The Objective Standard Blog
Saturday, October 28, 2006
Objectivist Summer Conference 2007 Preview
Leonard Peikoff's The DIM Hypothesis available FREE at aynrand.org!
Next summer, Objectivist Summer Conference 2007 will present a new lecture series by Leonard Peikoff, presenting a detailed examination of his forthcoming book, The DIM Hypothesis.
For a limited time, as a prelude to this event, we are able to present to you, free of charge, a streaming audio recording of the original lecture series, delivered in 2004, in which Dr. Peikoff gave the first detailed presentation of his exciting new theory. Listeners are invited to experience this course as a document of the early development of Dr. Peikoff's latest work.

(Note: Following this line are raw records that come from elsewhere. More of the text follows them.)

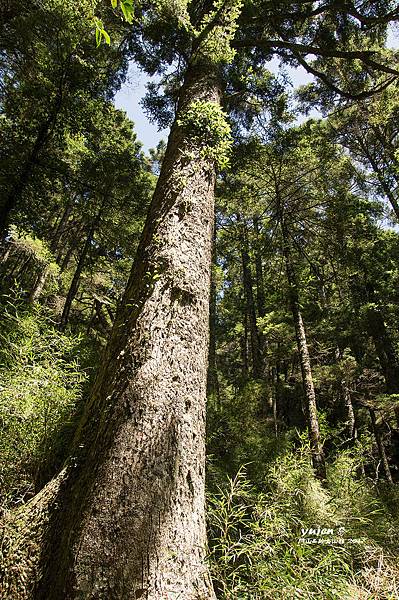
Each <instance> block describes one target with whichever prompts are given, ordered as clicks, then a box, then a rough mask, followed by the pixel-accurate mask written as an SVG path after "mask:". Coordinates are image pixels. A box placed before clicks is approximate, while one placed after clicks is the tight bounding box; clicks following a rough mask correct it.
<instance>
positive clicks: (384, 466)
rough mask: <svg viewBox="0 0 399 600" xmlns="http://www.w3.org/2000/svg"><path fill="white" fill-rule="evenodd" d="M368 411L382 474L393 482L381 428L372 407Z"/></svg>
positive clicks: (373, 410) (374, 412)
mask: <svg viewBox="0 0 399 600" xmlns="http://www.w3.org/2000/svg"><path fill="white" fill-rule="evenodd" d="M369 411H370V418H371V424H372V426H373V432H374V437H375V441H376V442H377V447H378V454H379V457H380V461H381V464H382V468H383V470H384V475H385V478H386V480H387V481H388V482H389V483H393V480H392V474H391V469H390V468H389V464H388V459H387V455H386V452H385V448H384V442H383V440H382V435H381V430H380V427H379V425H378V424H377V419H376V416H375V412H374V410H373V409H372V408H370V409H369Z"/></svg>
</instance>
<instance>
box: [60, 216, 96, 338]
mask: <svg viewBox="0 0 399 600" xmlns="http://www.w3.org/2000/svg"><path fill="white" fill-rule="evenodd" d="M95 227H96V223H93V224H92V225H91V227H90V230H89V233H88V234H87V237H86V239H85V242H84V244H83V247H82V250H81V253H80V255H79V260H78V264H77V265H76V269H75V272H74V274H73V277H72V281H71V285H70V286H69V290H68V294H67V297H66V298H65V304H64V308H63V311H62V315H61V320H60V324H59V329H60V331H64V330H65V327H66V326H67V324H68V320H69V314H70V312H71V308H72V302H73V301H74V299H75V296H76V294H77V292H78V289H79V283H80V276H81V275H82V271H83V268H84V265H85V262H86V257H87V254H88V252H89V249H90V245H91V242H92V240H93V235H94V231H95Z"/></svg>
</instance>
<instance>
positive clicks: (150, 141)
mask: <svg viewBox="0 0 399 600" xmlns="http://www.w3.org/2000/svg"><path fill="white" fill-rule="evenodd" d="M269 68H270V70H271V71H273V72H274V73H276V72H277V70H278V69H279V61H278V60H277V59H274V60H272V61H271V62H270V67H269ZM289 74H290V77H291V79H292V81H293V84H294V86H295V87H297V86H299V85H302V84H304V83H308V82H309V81H311V79H312V78H311V77H310V76H309V75H308V73H306V72H305V70H304V69H302V68H299V69H289ZM149 81H151V78H150V77H148V75H146V73H143V72H142V71H140V69H138V68H137V67H136V66H135V65H134V64H133V63H132V64H131V65H130V68H129V75H128V79H127V81H126V83H125V84H124V85H123V86H122V88H121V89H120V91H119V92H118V93H117V94H116V97H115V106H116V107H117V108H121V109H123V110H125V111H126V112H127V114H128V117H129V118H130V119H131V120H132V121H134V124H135V130H136V133H137V137H138V139H139V140H140V141H141V142H142V144H143V147H144V150H145V151H148V150H149V148H154V147H155V146H156V145H157V143H158V142H159V140H160V139H162V138H164V139H166V138H167V137H168V130H167V129H164V130H163V131H159V130H158V127H157V125H156V124H154V123H150V121H149V120H148V117H147V116H146V114H145V113H144V111H143V109H142V107H141V105H140V101H141V99H142V98H143V96H144V95H145V93H146V87H145V86H146V83H148V82H149Z"/></svg>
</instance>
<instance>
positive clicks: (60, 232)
mask: <svg viewBox="0 0 399 600" xmlns="http://www.w3.org/2000/svg"><path fill="white" fill-rule="evenodd" d="M72 209H73V198H69V200H68V202H67V205H66V207H65V209H64V212H63V213H62V216H61V219H60V221H59V223H58V225H57V227H56V228H55V231H54V233H53V235H52V236H51V245H50V250H51V252H52V253H53V254H55V252H56V251H57V250H58V248H59V245H60V241H61V238H62V235H63V233H64V231H65V227H66V224H67V223H68V219H69V217H70V215H71V212H72Z"/></svg>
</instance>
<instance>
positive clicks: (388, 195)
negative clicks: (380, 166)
mask: <svg viewBox="0 0 399 600" xmlns="http://www.w3.org/2000/svg"><path fill="white" fill-rule="evenodd" d="M360 143H361V146H362V149H363V152H364V153H365V155H366V157H367V160H368V161H369V163H370V166H371V168H372V169H373V171H374V173H375V175H376V177H377V179H378V181H379V183H380V185H381V188H382V190H383V192H384V194H385V195H386V197H387V199H388V200H389V202H390V204H391V206H392V210H393V211H394V213H395V215H396V218H397V219H398V220H399V204H398V201H397V199H396V197H395V194H394V193H393V192H392V190H391V188H390V186H389V185H388V183H387V181H386V179H385V177H384V174H383V172H382V171H381V169H380V167H379V166H378V163H377V161H376V160H375V159H374V157H373V156H372V155H371V153H370V152H369V150H368V148H367V144H365V143H363V141H360Z"/></svg>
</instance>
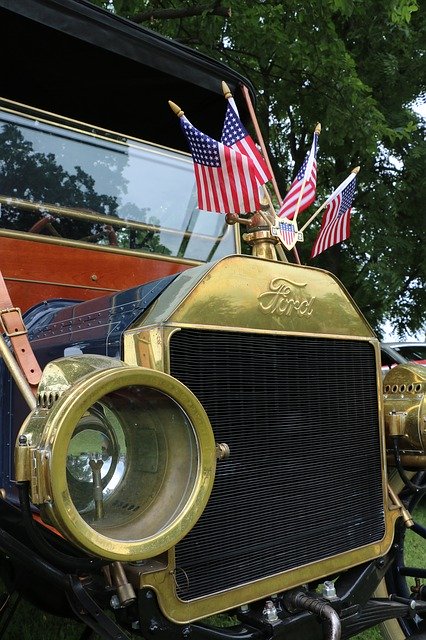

Streaming audio links for the course can be found online at the Ayn Rand Institute's Registered User Page. (If you aren't yet registered, registration is fast, free and easy—just click to register now!) Audio streams are available in both RealMedia® and Windows Media® formats.
Course description:
This 15-session course—part lecture, part discussion—was presented live to a worldwide audience by phone and on the Internet. It is based on Dr. Peikoff's "The DIM Hypothesis" (book-in-progress), in which he looks at the role of integration in the culture and in practical life.
This course explains and explores Dr. Peikoff's new DIM hypothesis, applying it to ten different cultural areas, as listed in the course outline. The hypothesis identifies and distinguishes three types of mind: the mind characterized by I (Integration); by D (Disintegration); or by M (Misintegration). In the sessions Dr. Peikoff points out how all of the influential movements in the areas included reflect—and could only have been created by—one or another of these three mind sets. If enhancing your understanding of today's world and of where we are heading is an important concern of yours, Dr. Peikoff believes that you will find a DIM perspective on events to be of significant value.
As Dr. Peikoff recently explained: "[M]y thesis is that the dominant trends in every key area can be defined by their leaders' policy toward integration: they are against it (Disintegration, D); they are for it, if it conforms to reality (Integration, I); they are for it, if it conforms to a superior reality (Misintegration, M)."